Uzmanlar, bu stratejinin, özellikle Doğu Kudüs'ü Batı Şeria'dan izole etmek, Filistinlilere daha fazla kısıtlama getirmek ve İsrail'in "yerleşimci sömürgeci" hırsını tatmin etmek için geliştirildiğini belirtti.
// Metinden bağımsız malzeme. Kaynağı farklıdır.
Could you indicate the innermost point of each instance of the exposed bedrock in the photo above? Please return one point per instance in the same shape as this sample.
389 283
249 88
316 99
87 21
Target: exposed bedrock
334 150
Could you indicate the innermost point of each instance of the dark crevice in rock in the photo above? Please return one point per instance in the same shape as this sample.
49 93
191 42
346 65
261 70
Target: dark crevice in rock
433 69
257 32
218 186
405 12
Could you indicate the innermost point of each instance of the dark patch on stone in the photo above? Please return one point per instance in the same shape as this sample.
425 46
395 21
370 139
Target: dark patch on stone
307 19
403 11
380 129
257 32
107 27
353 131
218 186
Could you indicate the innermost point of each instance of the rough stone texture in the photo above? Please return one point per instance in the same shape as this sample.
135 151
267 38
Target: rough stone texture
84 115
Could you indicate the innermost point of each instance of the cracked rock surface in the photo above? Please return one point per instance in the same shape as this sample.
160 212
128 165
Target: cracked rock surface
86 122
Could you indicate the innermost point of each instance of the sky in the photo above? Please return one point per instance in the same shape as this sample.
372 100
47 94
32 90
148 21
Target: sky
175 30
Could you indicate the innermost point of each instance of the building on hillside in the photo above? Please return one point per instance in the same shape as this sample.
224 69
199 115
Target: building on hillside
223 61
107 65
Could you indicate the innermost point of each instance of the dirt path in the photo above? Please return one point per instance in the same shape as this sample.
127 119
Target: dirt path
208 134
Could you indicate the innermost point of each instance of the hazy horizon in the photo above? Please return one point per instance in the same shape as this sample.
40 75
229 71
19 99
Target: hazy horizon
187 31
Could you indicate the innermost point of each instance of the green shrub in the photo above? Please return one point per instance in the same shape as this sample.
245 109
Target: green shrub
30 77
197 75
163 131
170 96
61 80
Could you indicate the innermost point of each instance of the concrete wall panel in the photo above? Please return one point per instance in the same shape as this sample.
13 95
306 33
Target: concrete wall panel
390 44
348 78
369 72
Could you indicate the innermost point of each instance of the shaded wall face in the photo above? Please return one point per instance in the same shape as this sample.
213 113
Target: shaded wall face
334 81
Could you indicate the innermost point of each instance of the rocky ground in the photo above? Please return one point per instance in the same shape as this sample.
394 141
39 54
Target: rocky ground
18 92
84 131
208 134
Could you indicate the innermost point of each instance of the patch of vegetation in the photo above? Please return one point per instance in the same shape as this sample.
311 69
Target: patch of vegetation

Ancak uzmanlar, işgal altındaki Doğu Kudüs'te İsrail'in, "farklı bir yaklaşım" benimsediğini ve demografik yapısını yeniden şekillendirmek için Gazze'deki durumu, Filistinlilerin "sessizce yerinden edilmesini" hızlandırmak üzere kullandığını kaydetti.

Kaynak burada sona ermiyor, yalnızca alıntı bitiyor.